De mondelinge behandeling van de zaak heeft plaatsgevonden op 22 juni 2021. Daarbij zijn verschenen:

  • de vrouw, bijgestaan door haar advocaat;

  • de man, bijgestaan door zijn advocaat;

  • de bijzondere curator;

  • de raad voor de kinderbescherming Rotterdam-Dordrecht (hierna: de raad), vertegenwoordigd door [naam 2].

1.3.

De oudste minderjarige is, gelet op zijn leeftijd, in de gelegenheid gesteld zijn mening kenbaar te maken. De minderjarige heeft hier gebruik van gemaakt.

1.4.

Na de mondelinge behandeling is op verzoek van de rechtbank door de vrouw bij brief van 15 juli 2021 gereageerd op het verweer van de man inzake de bijdrage in de kosten van verzorging en opvoeding van de minderjarigen (hierna: kinderbijdrage) met daarbij behorende financiële stukken.

2. De vaststaande feiten

2.1.

De man en de vrouw hebben een affectieve relatie gehad.

2.2.

Uit de vrouw zijn geboren:

[naam kind 1], geboren op [geboortedatum kind 1] 2009 te [geboorteplaats kind 1];

[naam kind 2], geboren op [geboortedatum kind 2] 2013 te [geboorteplaats kind 2],

hierna te noemen de minderjarigen.

2.3.

De minderjarigen zijn niet erkend.

2.4.

De vrouw heeft van rechtswege het eenhoofdig gezag over de minderjarigen.

2.5.

De vrouw heeft de Nederlandse nationaliteit.

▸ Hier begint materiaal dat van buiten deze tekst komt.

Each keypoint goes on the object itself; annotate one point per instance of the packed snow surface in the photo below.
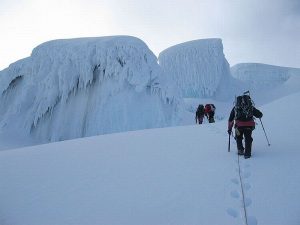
(179, 175)
(87, 86)
(198, 67)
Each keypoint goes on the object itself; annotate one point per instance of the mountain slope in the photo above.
(181, 175)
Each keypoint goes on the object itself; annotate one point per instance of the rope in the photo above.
(242, 188)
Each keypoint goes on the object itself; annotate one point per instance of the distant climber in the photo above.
(241, 117)
(199, 114)
(210, 112)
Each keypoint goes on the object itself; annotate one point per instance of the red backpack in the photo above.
(209, 108)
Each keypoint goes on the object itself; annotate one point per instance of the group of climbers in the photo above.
(208, 111)
(241, 119)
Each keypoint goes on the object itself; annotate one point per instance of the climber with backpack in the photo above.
(210, 112)
(199, 114)
(241, 117)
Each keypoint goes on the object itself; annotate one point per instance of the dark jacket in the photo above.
(243, 123)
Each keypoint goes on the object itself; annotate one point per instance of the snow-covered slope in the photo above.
(199, 68)
(269, 81)
(179, 175)
(81, 87)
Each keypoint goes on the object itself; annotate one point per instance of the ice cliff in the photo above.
(198, 67)
(267, 81)
(86, 86)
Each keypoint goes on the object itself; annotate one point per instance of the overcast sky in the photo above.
(265, 31)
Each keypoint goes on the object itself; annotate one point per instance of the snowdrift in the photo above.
(87, 86)
(179, 175)
(199, 69)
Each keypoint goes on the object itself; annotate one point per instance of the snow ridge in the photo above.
(86, 86)
(199, 67)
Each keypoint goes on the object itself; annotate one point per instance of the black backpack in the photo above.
(243, 108)
(200, 110)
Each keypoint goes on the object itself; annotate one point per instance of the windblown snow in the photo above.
(81, 87)
(271, 81)
(198, 67)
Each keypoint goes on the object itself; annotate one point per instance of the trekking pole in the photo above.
(264, 132)
(228, 142)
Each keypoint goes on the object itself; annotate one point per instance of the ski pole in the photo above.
(228, 142)
(264, 132)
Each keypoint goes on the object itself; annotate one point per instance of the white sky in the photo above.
(266, 31)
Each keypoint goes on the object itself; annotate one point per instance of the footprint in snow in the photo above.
(252, 220)
(235, 181)
(246, 174)
(247, 186)
(232, 212)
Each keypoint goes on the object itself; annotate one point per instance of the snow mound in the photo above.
(259, 76)
(86, 86)
(198, 67)
(270, 81)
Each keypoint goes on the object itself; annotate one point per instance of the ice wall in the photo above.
(267, 82)
(88, 86)
(198, 67)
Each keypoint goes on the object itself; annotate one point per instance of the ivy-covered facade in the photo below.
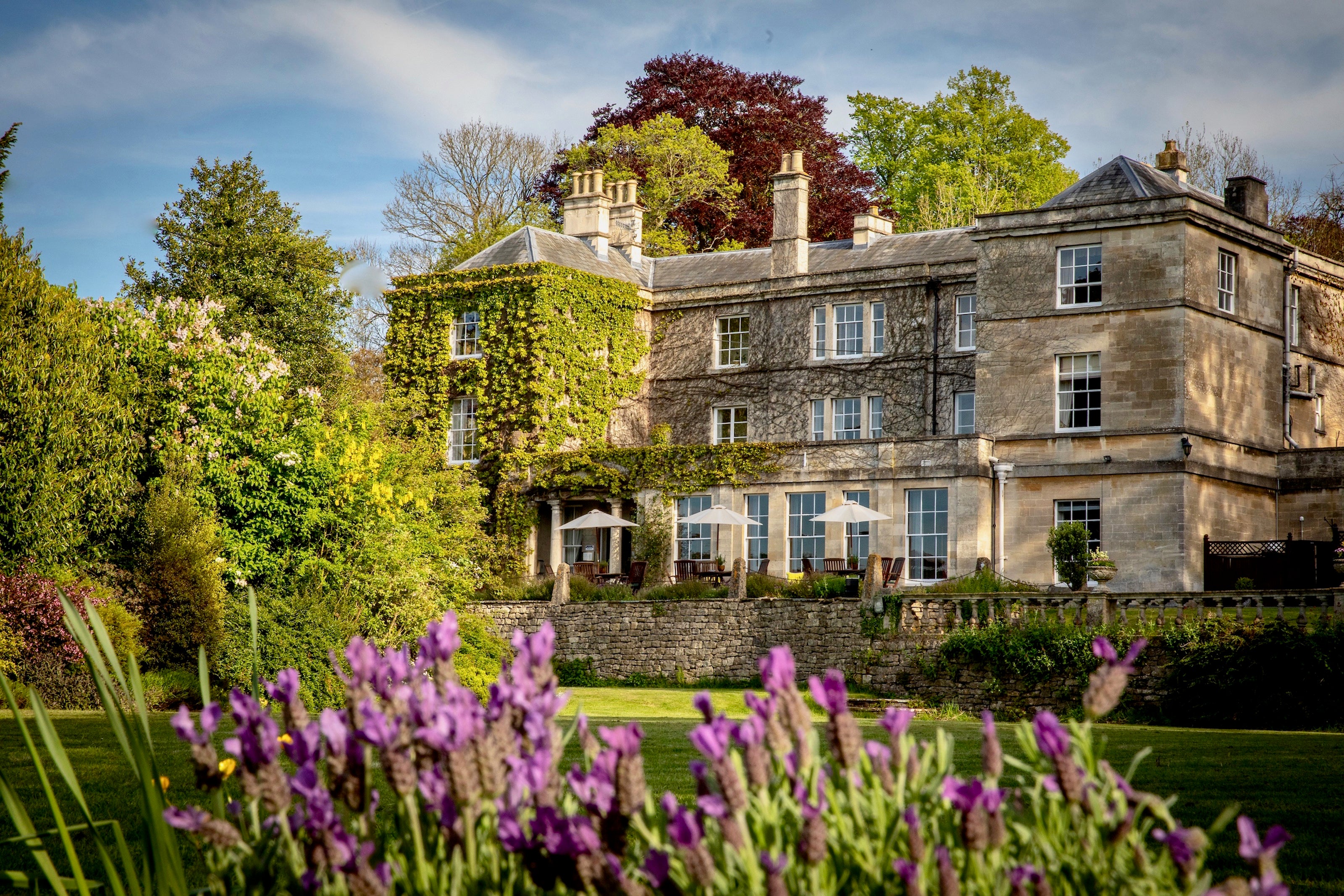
(1115, 358)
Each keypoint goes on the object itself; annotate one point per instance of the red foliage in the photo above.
(30, 604)
(757, 117)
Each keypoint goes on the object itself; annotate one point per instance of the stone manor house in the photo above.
(1135, 354)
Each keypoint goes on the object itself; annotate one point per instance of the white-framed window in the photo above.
(467, 335)
(1226, 281)
(693, 539)
(966, 323)
(1294, 299)
(730, 425)
(1080, 276)
(807, 538)
(462, 434)
(848, 331)
(1079, 393)
(927, 534)
(964, 410)
(846, 418)
(759, 534)
(857, 534)
(1087, 512)
(734, 340)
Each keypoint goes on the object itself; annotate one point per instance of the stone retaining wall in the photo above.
(724, 640)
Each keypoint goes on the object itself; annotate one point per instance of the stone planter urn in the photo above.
(1101, 573)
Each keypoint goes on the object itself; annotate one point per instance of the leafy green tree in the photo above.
(230, 239)
(7, 142)
(68, 441)
(969, 151)
(677, 163)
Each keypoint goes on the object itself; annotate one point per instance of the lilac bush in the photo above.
(483, 804)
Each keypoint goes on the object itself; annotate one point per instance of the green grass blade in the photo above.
(57, 816)
(57, 750)
(203, 671)
(19, 817)
(252, 613)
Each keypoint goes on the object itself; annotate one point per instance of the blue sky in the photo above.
(336, 97)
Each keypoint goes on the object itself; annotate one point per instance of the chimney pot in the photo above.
(1247, 197)
(790, 238)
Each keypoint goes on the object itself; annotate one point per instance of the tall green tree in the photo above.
(968, 151)
(230, 239)
(68, 442)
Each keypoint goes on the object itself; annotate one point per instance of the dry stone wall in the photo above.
(724, 640)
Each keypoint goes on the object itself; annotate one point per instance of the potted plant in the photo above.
(1100, 566)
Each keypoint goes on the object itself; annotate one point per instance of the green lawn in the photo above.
(1278, 777)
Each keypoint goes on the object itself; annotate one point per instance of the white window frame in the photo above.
(1069, 288)
(966, 323)
(463, 448)
(464, 323)
(733, 346)
(732, 422)
(960, 402)
(851, 412)
(1061, 392)
(1295, 297)
(1226, 281)
(875, 412)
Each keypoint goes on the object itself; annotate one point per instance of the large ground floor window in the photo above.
(927, 531)
(807, 539)
(693, 539)
(759, 534)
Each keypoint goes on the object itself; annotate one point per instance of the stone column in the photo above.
(613, 555)
(557, 536)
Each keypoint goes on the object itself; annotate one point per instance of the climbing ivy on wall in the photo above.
(559, 351)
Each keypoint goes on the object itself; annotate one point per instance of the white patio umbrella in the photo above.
(719, 515)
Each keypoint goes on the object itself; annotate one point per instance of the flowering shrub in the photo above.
(484, 807)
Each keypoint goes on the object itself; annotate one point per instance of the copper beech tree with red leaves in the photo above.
(757, 116)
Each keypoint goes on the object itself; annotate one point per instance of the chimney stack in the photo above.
(588, 211)
(790, 241)
(869, 226)
(1171, 162)
(1248, 198)
(628, 221)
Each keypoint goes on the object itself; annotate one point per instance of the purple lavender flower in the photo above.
(897, 722)
(186, 728)
(777, 671)
(830, 692)
(1052, 737)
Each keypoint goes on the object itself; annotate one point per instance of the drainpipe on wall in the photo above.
(1002, 470)
(1288, 351)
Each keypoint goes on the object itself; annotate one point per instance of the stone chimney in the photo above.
(627, 221)
(869, 226)
(1171, 162)
(1247, 197)
(588, 211)
(790, 241)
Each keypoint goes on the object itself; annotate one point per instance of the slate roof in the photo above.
(1126, 179)
(710, 269)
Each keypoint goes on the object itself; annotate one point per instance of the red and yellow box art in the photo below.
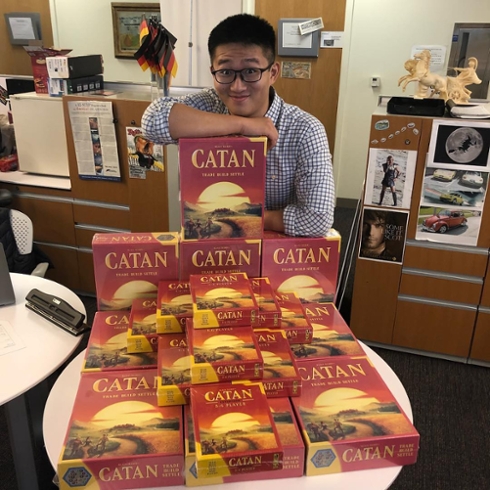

De man heeft de Braziliaanse nationaliteit.

3. De beoordeling

3.1.

Vaststelling ouderschap

3.1.1.

De vrouw verzoekt vaststelling van het ouderschap van de man met betrekking tot haar minderjarige kinderen. Zij stelt dat zij geen twijfel heeft dat de man de biologische vader van haar kinderen is.

3.1.2.

De man kan zich vinden in het verzoek van de vrouw met betrekking tot [naam kind 1].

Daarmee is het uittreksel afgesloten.